When Mr. Neuchamp looked around, after completing his toilette, the scene strongly stirred his imaginative mind; it was unique, unfamiliar, and majestic. At his feet, down the long incline of the mountain, lay the vast foreign-foliaged, primeval forests, the silver-threaded, winding rivulets, the hoary crag-ramparts of yesterday’s travel shrouded in billowing, rolling mists, or rich in combination of light and shade, colour and effect, and at the bidding of the morning sunbeam. As far as vision extended, nought but these characteristic features of the mountain wilderness was visible. Immediately around him, however, were decisive though humble evidences of the domination of art over nature. The inn orchard, with its autumn-blushing apples, stables, barn-yard, the cheerful smoking chimneys in the ’eager air’—all these told of the limited but absolute sway of civilised man. Ernest’s ideas gradually shaped themselves into the concrete fact of breakfast.
After this luxurious meal Mr. Neuchamp felt his ardour for travel and exploration rekindled. He inquired the road from the landlord and boldly pushed on. Much the same fortune attended him, sometimes traversing rugged and barren country, and at other times finding cottages, farms, and orchards upon his route. When, however, he reached the more open forest lands, he found that a portion of the carefully graded highway was in process of being metalled. Here were many parties of stonebreakers at work by contract, apparently preferring such labour to the more monotonous daily wage.
Asking for water at one small camp, he found in the cook a well-mannered youngster, doubtless a gentleman. Ernest was pressed to take more substantial refreshment, but he declined the offer.
‘How far do you think of going to-day?’ inquired the affable stone-compeller.
‘About half a dozen miles,’ replied Mr.

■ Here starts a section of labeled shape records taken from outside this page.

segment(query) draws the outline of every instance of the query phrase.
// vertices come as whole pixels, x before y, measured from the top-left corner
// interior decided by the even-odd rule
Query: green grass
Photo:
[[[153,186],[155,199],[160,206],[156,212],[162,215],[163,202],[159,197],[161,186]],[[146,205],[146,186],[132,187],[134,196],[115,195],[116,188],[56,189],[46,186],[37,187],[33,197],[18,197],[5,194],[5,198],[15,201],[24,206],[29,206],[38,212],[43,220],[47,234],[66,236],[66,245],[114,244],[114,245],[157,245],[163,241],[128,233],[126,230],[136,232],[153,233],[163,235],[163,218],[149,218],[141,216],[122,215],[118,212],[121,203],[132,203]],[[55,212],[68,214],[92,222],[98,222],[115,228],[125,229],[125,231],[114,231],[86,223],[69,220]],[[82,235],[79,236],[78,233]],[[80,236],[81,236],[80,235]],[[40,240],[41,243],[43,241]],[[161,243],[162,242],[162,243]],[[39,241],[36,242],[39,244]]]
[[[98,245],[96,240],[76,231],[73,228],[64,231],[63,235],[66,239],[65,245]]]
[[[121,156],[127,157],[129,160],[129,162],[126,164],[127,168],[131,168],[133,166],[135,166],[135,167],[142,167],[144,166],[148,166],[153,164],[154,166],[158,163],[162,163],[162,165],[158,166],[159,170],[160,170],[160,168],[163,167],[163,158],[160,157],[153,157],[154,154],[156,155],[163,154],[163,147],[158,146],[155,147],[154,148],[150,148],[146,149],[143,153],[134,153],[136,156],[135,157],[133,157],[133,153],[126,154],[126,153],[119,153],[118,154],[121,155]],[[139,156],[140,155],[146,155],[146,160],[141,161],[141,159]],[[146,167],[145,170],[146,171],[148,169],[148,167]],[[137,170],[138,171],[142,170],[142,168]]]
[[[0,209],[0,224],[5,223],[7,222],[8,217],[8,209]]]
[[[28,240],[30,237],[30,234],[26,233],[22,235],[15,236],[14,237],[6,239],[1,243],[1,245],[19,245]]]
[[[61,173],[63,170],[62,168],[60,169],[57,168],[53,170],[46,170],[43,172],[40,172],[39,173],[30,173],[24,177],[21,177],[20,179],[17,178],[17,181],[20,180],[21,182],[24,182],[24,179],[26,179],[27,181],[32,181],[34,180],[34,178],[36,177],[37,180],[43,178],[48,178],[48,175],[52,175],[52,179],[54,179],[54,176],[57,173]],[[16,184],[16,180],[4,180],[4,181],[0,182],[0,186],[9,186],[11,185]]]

Neuchamp, who by this time had completed the chief portion of a fair day’s trudge.
‘My reason for asking,’ continued the basaltic one, ‘is, that we are going to have a little dinner at an inn just so far distant. The party consists of my mates—very decent fellows—and our superintendent, who is a regular brick. We shall be glad if you will join us.’
‘Most happy indeed,’ answered Ernest, especially gratified to enter upon a new phase of life utterly outside of his previous experiences, and perhaps more typically Australian than anything he could have stumbled upon except by the merest accident. He had dined in many queer places and met with strange company in his day, being always ready to extend his observations in the interest of philosophical inquiry, but a dinner of persons who broke stones upon a highroad for their subsistence, and who were presumably gentlemen, he had never yet been so fortunate as to hear of, much less to partake of.
‘If you don’t mind waiting half an hour,’ pursued the Amphitryon, ‘while I change my clothes, we can walk down comfortably together.’
‘Are you in the habit of having these little dinners to solace your rather austere labours?’ inquired Ernest.
‘Well, not exactly; though we have not been so very uncomfortable here for the last six months. We are all gentlemen, in our party, out of luck; and a man might do worse, who is young and strong, than earn six shillings a day by fair downright labour, in a cool climate. All we have to do is to pile up so many yards of metal for the road superintendent to measure. When he “passes it” our money is safe, and we are as independent as le Roi d’Yvelôt. We live comfortably, smoke our pipes in the evening, sleep unusually well, and enjoy real rest on Sundays. But “little dinners” are expensive, and there would be a slight probability of some of the party going “on the burst,” after three or four months’ teetotalism.’